Retour de Corse, Pâques 2023
C'est à Sartène, une nuit de vendredi saint. La petite cité à flanc de montagne est illuminée comme un marché de Noël.
Les pieds entravés, entièrement drapé de la tête au pied, le pénitent rouge traîne sa croix dans un sinistre crissement de chaînes. Toute la Corse s'est donné rendez-vous dans les ruelles qui rayonnent autour de Santa Maria Assunta. Agglutinée aux terrasses bondées des cafés et des restaurants, elle guette l'apparition de la silhouette sans visage. Fendue par la procession, la foule ondule dans son sillage, se disloque ici, se recompose un peu plus loin. Dès que les polyphonies lancinantes se rapprochent, chacun se précipite, brandit son téléphone, tente de trouver la meilleure pose pour capter l'instant. Si on pouvait les observer d'en haut, ces flux et reflux de grappes humaines formeraient l'impeccable chorégraphie d'une nuée d'étourneaux. A hauteur de caméra, la cinématographie généralisée de cette foule par elle-même ne représente plus que la mise en abyme de sa propre neutralisation dans la lumière bleutée des écrans. Quand tout n'est plus qu'image, il n'y a plus d'image.

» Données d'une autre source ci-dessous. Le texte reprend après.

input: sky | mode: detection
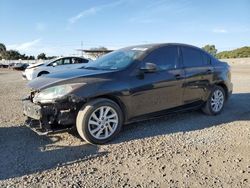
[0,0,250,55]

De cette foule en folie dont les orgies consommatoires et sacrificielles réactualisent la nostalgie du rite défunt, ou de l'assemblée rare et chenue qui, la veille à Cargèse, célébrait le jeudi saint dans une surenchère de vulgarités morbides, on n'aurait su dire laquelle, à son corps défendant, figurait le mieux la Passion du Christ. Dans les deux cas, comme au Mont des Oliviers, Jésus était seul, crucifié de nouveau par les formes de civilisation que sa venue sur la terre avait fait naître.
Partout en Occident se constatent les mêmes apories identitaires de notre impuissance collective. En Corse, où tout se joue dans les bornes étroites d'un dé à coudre, la population est prise en tenaille entre les slogans tristes badigeonnés par les nationalistes sur les murs pastels du vieil Ajaccio – « go home Francia, go home islam » – et les drapeaux bleus aux étoiles d'or dont quelques bureaucrates, avec l'arrogance tranquille de ceux qui se savent détenteurs du vrai pouvoir, se permettent de tapisser les palissades du plus modeste chantier : munificences du nouvel Empire sur le dos d’un État-cadavre dont quelques uns s'acharnent à poursuivre le fantôme.
Chapelles austères, grasses prairies, vertiges d'immensités, épousailles de neiges éternelles et de mers turquoises où s'abîment des abrupts rougeoyants... Être plongé dans le cœur du monde, là où s'enfantent et se croisent toutes les beautés de la terre, et danser tout autour, sans rien voir, tels des paillons aveuglés dans les lumières de la nuit.
« Père, pardonne-leur car ils ne savent pas ce qu'ils font. »
Dans la Corse en fleurs, immolé sur l'autel du spectacle, l'infini est ressuscité.